Ameaçam a Rússia de retaliação se invadir o Leste e Sul da Ucrânia, num território onde se concentram populações de origem russa, cerca de 10 milhões.
Se a Rússia recuar, é uma grande vitória diplomática do Ocidente.
Mas se não recuar e o Ocidente cumprir a sua ameaça, indo além das sanções económicas, pode envolver-se numa guerra com a Rússia, provavelmente mundial, dificilmente justificável.
Muitos conflitos começam porque há crenças erróneas e enormes erros de avaliação.

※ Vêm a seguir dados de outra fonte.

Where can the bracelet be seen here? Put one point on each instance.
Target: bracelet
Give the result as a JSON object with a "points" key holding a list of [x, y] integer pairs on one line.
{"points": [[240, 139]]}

Por um lado, a invasão da Ucrânia, a concretizar-se, não cria um desequilíbrio global de forças insustentável, favorável a Moscovo. A Rússia invadir a Ucrânia não é o mesmo que a Alemanha ter invadido a Polónia em 1939, depois de ter anexado a Áustria e invadido a Checoslováquia.
Por outro lado, o Ocidente, que nos últimos anos interveio no Iraque, Afeganistão, Líbia, Sérvia e Kosovo, em zonas de antiga influência da Rússia e da ex-URSS, não tem legitimidade política e moral, numa perspectiva de realpolitik, para abrir uma guerra com a Rússia porque esta invadiu o Leste da Ucrânia visando preservar o seu espaço vital e estender a sua soberania às populações russófonas deste território.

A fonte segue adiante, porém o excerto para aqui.